Friday, February 18, 2011

Tutorial: Cheap Light Box - Great Results



Hello again,

Today we are going to talk about making a very simple and cheap light box to get some good and quick product shots, I am going to go through the lighting steps I took to reach the final photo you see above. I used the same setup to make the photos for my Canon Lenses Chat series of articles.


There are lots of good tutorials about creating a cheap light box from a large cartoon box, so I am going to refer to a couple of tutorials which covers the idea well enough, it is pretty self explanatory once you see the final setup. After that I will talk about the lighting procedure.

Strobist: http://strobist.blogspot.com/2006/07/how-to-diy-10-macro-photo-studio.html 
Digital Photography School: http://www.digital-photography-school.com/how-to-make-a-inexpensive-light-tent

First of all here is the setup shot, you can click on the picture to see a larger version (by the way this picture is taken at 1/10th of a second hand held):

Light Box Setup - Click to see larger version


As you can see there are three lights, the one on the right is a Canon 580EX and the one at the top is a cheap $26 Chinese 100 WS strobe, the last light source is a Canon 430EX fired through an inflatable diffuser hand held.

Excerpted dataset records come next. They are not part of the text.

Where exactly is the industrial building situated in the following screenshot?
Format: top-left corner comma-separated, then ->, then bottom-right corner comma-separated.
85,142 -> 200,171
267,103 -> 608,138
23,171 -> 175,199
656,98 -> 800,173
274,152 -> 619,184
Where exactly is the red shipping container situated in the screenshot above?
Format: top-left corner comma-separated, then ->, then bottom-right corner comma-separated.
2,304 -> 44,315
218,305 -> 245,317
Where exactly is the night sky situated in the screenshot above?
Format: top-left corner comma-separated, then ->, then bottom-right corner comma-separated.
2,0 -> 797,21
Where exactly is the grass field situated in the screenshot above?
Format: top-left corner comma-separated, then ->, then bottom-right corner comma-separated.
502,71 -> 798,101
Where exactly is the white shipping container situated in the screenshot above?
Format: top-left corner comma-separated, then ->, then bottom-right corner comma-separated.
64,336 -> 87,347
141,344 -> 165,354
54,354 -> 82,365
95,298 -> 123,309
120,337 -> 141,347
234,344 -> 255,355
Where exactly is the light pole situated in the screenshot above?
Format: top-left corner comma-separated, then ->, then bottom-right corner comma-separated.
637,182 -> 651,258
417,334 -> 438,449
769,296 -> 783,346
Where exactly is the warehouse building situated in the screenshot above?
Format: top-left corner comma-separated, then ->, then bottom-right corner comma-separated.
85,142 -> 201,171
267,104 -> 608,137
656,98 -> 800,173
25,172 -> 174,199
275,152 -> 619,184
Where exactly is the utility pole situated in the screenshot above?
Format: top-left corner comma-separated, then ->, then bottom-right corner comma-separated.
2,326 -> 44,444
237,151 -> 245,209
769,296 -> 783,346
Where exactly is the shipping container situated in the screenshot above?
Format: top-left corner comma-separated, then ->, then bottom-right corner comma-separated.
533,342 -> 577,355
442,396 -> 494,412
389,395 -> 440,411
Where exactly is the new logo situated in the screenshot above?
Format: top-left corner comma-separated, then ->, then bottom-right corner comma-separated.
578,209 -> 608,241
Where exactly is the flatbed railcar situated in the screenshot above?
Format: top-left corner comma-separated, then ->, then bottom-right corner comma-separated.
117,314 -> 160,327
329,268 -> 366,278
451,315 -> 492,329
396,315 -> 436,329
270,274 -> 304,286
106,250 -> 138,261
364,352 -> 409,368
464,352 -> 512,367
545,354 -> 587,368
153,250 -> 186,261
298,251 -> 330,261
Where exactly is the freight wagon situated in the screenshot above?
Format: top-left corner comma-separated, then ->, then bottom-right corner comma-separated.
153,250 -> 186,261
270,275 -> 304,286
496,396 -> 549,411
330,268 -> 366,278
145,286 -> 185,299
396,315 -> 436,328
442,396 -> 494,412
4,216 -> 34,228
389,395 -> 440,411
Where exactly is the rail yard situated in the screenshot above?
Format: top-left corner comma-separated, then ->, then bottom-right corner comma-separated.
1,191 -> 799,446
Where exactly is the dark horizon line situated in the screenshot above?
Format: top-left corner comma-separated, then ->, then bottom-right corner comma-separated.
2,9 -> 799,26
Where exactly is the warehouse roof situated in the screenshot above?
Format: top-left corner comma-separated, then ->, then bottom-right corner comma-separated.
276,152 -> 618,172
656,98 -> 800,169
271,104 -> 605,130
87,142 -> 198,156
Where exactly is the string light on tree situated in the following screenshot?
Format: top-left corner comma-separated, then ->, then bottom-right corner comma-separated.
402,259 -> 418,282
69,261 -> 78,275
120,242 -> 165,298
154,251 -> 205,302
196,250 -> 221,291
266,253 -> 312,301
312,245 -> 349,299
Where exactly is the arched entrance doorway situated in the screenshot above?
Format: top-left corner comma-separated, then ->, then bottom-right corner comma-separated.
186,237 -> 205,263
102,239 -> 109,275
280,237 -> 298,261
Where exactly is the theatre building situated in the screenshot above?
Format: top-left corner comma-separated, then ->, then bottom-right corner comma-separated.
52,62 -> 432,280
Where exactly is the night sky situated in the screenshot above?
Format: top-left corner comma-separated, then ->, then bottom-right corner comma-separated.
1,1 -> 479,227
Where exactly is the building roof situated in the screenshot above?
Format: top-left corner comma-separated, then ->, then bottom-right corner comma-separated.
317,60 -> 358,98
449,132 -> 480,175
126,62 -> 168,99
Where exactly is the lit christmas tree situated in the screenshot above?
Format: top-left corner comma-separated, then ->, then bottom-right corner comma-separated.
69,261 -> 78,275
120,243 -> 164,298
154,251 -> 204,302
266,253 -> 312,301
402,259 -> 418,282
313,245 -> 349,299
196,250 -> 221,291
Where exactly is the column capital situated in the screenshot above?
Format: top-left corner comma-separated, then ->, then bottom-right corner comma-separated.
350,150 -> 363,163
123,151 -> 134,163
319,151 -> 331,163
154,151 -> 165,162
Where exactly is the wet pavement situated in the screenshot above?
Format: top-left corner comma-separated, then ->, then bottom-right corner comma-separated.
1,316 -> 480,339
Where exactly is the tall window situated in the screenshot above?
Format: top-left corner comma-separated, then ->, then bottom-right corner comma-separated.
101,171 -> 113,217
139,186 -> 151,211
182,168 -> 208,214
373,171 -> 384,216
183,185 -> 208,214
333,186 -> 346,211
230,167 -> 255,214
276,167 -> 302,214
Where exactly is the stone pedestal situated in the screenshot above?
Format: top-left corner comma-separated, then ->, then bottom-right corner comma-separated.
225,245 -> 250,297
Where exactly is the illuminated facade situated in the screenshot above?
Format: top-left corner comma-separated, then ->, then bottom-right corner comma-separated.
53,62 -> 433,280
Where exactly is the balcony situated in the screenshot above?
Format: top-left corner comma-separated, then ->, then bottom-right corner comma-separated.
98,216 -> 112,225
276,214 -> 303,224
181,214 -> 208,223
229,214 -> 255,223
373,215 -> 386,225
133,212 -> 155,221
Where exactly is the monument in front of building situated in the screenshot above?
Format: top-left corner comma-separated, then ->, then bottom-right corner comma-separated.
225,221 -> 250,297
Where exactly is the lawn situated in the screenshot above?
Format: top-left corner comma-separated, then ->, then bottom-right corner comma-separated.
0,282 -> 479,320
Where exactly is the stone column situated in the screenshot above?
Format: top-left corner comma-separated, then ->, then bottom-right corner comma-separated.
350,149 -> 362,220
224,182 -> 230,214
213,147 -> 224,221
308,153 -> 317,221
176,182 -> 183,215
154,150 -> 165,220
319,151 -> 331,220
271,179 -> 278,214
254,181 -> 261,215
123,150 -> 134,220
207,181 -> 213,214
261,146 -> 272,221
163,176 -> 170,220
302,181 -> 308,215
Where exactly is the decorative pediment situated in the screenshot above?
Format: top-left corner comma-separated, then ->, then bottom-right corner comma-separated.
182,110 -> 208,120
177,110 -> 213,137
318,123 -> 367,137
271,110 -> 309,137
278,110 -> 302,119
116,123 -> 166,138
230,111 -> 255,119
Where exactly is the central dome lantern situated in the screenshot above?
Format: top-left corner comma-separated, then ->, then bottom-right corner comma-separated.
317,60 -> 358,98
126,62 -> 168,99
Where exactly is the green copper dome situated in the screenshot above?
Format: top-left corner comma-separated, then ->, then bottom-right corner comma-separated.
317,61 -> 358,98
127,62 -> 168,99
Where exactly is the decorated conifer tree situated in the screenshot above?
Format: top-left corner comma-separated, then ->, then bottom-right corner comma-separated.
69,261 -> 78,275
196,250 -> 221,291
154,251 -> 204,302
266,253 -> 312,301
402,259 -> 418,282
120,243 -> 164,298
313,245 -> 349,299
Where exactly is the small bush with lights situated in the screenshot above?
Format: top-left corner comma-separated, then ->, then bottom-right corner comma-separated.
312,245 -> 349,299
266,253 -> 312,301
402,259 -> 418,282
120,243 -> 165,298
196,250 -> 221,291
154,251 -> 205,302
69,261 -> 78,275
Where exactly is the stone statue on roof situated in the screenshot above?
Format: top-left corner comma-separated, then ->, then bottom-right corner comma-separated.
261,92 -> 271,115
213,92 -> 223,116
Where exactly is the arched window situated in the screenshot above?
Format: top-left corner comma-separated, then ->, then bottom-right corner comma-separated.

The tripod indicates the camera position, I removed it to take this wide angle shot. Here is a picture for the inflatable diffuser in case you were wondering, it is very useful for macro shots and small objects in general.


Inflatable Flash Diffuser

So, now that we have seen the setup and the light sources, lets discuss the steps to reach the final photo, as I said before and will always say, the final f-stop number or power ratios are of no significance without the thought process that led to these numbers!

First things first, it is obvious that I placed the box with the product inside then I positioned the tripod and the camera to get the desired look. For this shot I used the fantastic Canon EF-S 60mm f/2.8 Macro lens, the aperture was f/11 to get enough depth of field without getting diffraction. The 1/80 sec shutter speed is for a unique reason, I won't go into more details now but suffice to say that I took a test shot at that shutter speed without any flashes firing and the resulting picture was pitch black, so as long as you are below your camera's sync speed the actual exposure will be determined by the flash duration. Both of the Canon flashes were triggered wirelessly and the Chinese flash is triggered by it's built-in optical slave.

When I started shooting I didn't decide that I will use three lights, I know that the box has three diffused openings (right, top and left) but that doesn't mean I have to light through them all. I started by one flash on the right side of the camera to get a base exposure and took it from there. If you look at the setup picture above you will find that the flash head on the right is rotated 90 degrees to the flash body itself, this was a later modification but in the next picture the flash head was in-line with the flash body (and parallel to the lens inside the box).

One flash at the right side, flash head parallel to the lens

I started with the flash at 1/16th power, I had the ISO at 200 and since the distance was close I knew I wouldn't need much power, the histogram told me that I was correct. As you can see above there is a light line along the length of the lens because the flash head was parallel to the lens and the flash produces a rectangular shaped light, I didn't like it so I rotated the flash head 90 degrees to see what happens, here is the result:

One flash at the right side, flash head rotated 90 degrees to the lens

This one looked better, satisfied with how the right side of the lens looked like I left that light alone and turned on the top light, I started at medium power to see how things worked:

One flash at the right, one flash at the top

The top light lifted most of the shadows, and now the buttons on the lens and the lens cap are well lit, but I decreased the power of the top flash a tiny bit since I found it a little bright, the following one looks better:

One flash at the right, one flash at the top with reduced power

This picture is partially satisfying but it is not there yet, and the hot reflections from the right side flash are distracting. Now adding a third light on the left side of the box wouldn't be of value since that side of the lens is completely hidden from the camera.

What I did was turn on the 430EX in the inflatable diffuser and hold it with my left hand to the top left side of the camera (you can see the position in the setup picture above), this served several purposes:
  • It provided a needed fill which lessened the hot spots caused by the light on the right.
  • It softened the shadows below the lens cap.
  • And it gave a third dimension to the Canon logo on the lens cap.
I had to move my hand in and out and take pictures until I was satisfied, here is the final picture, you can click to see a larger version with more details:

Final Picture - Click to see a larger version


I don't remember the exact power setting on the 430EX but I think it was almost one stop less than the 580EX on the right.

You can achieve the same results using incandescent bulbs instead of the flashes if you are on a budget, your power control would be the distance between the light and the box. Just make sure that you have a stable tripod and don't forget to change the camera white balance to tungsten or shoot in RAW.

I hope you enjoyed this tutorial, and remember that there is no definite setup to get a certain result immediately, you have to try and see what works for you.